"That is true enough," said Will, gloomily. "I couldn't have gone down to St. Mary-Kirby to-night: but, as you say, I have no business to be near you—none whatever. I should not have gone to the theatre; I ought to have stayed at home, and spent the time in thinking of you—why shouldn't I say it, now that you have been so frank with me? You and I know each other pretty well, do we not? There is no reason, surely, why we may not regard each other as friends, whatever may happen. And why should I not tell you that I fear to go down to St. Mary-Kirby, and meet that poor Dove who has given me her heart?"
She said nothing: what could she say? It was not for her to blame him.
"And when I went to the theatre, I said, 'It is the last time!' I could not help going. I did not intend to meet you when you came out."
"You did not?" she said.
There was, despite herself, a touch of disappointment in her tone. The strange joyous light that had passed over her face on seeing him was the result of a sudden thought that he loved her so well that he was forced to come to her.
"No," he answered, "I did not intend to meet you; but the sudden pleasure of seeing you was so great that I had not the heart to refuse to come into the cab. And, now you know my secret, you may blame me as you please. I suppose I am weaker than other men; but I did not err wilfully. And now the thing is done, it is Dove whom I most consider. How can I go to her with a lie in every word, and look, and action? Or how could I tell her the truth? Whichever way one turns, there is nothing but sadness and misery."
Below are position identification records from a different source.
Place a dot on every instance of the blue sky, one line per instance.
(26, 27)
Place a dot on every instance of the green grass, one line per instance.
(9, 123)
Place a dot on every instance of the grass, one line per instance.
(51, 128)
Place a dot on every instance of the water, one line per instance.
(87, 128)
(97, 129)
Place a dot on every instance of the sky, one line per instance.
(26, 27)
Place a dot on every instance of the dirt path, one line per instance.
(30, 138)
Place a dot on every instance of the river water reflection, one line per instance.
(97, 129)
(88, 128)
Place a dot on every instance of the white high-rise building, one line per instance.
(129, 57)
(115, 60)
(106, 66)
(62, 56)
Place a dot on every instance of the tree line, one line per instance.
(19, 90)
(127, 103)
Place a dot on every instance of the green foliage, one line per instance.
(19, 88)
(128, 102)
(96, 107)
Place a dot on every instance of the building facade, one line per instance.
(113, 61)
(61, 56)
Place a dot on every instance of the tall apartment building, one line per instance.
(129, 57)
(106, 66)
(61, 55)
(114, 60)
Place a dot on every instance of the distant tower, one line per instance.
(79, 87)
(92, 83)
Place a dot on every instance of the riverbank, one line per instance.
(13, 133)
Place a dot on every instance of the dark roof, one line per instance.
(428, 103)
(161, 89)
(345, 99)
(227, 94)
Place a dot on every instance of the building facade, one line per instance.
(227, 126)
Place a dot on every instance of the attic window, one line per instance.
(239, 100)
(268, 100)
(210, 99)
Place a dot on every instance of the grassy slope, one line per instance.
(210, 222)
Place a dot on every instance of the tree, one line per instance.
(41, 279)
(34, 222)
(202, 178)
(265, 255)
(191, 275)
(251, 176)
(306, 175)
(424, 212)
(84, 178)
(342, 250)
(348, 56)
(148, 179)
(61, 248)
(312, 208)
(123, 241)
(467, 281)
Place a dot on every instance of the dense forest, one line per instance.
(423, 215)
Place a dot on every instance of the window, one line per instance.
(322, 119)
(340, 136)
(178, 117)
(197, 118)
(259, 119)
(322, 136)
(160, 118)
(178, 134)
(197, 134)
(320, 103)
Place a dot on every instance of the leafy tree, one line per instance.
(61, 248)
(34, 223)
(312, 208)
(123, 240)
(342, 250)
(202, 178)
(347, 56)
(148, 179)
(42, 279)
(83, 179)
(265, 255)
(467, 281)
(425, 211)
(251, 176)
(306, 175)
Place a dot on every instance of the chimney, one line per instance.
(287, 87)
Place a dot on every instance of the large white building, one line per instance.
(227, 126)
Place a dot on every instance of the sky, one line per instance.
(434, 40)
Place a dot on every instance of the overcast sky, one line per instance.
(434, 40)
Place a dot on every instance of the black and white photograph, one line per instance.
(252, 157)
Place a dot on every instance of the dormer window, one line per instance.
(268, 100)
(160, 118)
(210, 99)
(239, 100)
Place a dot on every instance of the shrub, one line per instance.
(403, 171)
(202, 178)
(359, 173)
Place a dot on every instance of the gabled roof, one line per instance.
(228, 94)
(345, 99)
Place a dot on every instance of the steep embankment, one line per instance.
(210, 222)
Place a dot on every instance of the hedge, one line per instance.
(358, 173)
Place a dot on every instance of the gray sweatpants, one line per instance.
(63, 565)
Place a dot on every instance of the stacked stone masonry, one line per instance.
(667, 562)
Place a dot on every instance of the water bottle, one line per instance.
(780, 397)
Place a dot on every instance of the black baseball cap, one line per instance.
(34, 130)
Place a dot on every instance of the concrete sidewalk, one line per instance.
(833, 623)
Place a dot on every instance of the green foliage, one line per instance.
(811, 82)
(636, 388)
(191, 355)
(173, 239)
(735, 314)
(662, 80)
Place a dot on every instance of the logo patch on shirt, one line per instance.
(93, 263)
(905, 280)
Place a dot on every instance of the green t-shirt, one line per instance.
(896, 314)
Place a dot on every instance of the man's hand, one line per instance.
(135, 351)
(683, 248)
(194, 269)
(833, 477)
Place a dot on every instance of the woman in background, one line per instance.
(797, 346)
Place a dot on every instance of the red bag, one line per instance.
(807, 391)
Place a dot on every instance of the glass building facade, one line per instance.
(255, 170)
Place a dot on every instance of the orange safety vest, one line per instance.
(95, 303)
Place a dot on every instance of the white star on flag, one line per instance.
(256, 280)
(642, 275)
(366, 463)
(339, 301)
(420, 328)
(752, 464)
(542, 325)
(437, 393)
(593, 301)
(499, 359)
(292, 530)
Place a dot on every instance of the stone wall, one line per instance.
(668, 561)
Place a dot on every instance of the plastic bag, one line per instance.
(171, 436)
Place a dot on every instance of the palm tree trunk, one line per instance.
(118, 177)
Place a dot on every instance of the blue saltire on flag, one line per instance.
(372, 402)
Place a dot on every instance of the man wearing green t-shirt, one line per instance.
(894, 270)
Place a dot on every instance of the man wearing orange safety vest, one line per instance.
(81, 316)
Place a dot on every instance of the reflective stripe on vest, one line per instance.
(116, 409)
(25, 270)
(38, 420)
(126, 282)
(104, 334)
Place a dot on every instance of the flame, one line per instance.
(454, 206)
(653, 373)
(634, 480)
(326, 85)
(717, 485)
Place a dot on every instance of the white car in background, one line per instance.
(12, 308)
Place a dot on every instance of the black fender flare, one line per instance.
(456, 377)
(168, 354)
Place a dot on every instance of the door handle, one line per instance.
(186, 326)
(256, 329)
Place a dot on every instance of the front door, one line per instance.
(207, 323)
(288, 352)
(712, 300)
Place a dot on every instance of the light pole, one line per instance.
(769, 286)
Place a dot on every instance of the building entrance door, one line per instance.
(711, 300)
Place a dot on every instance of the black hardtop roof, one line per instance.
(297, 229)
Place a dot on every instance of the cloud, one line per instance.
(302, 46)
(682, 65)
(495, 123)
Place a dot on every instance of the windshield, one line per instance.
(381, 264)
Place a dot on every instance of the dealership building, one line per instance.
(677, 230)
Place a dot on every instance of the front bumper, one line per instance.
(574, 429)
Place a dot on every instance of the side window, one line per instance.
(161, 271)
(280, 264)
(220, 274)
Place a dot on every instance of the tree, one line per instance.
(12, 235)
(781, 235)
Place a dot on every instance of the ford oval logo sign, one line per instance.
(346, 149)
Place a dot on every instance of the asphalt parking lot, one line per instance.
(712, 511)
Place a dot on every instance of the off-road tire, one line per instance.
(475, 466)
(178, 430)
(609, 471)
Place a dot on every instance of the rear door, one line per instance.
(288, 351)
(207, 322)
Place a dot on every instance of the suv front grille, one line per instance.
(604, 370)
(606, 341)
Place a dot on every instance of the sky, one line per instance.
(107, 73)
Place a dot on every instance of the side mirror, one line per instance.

And still there was no word from the young girl opposite.
"I have not even the resource of blaming destiny," he continued. "I must blame my own blindness. Only you, looking at these things in your friendly and kindly way, will not blame me further for having indulged myself a last time in going to see you to-night. You will never have to complain again—never; and, indeed, I went to-night in a manner to bid you good-bye—so you won't be hard on me——"
He was surprised to see, by the gleam of the lamp they passed, that the girl was covertly sobbing, and that the large soft eyes were full of tears. At the same moment, however, the cabman pulled up at the corner of the little square in which Annie Brunel lived; and so they both got out. When Will turned from paying the cabman, she had walked on a bit in advance, and had not entered the square. He overtook her, and offered her his arm. The night was fine and still; a large lambent planet lay like a golden bell-flower in the soft purple before them, and a large harvest-moon, bronzed and discoloured, glimmered through the tall elms on the other side of the way, as it slowly rose up from the horizon.
"I have something to say to you," he heard the soft low voice say, "which I had hoped never to have said. It is better it should be said."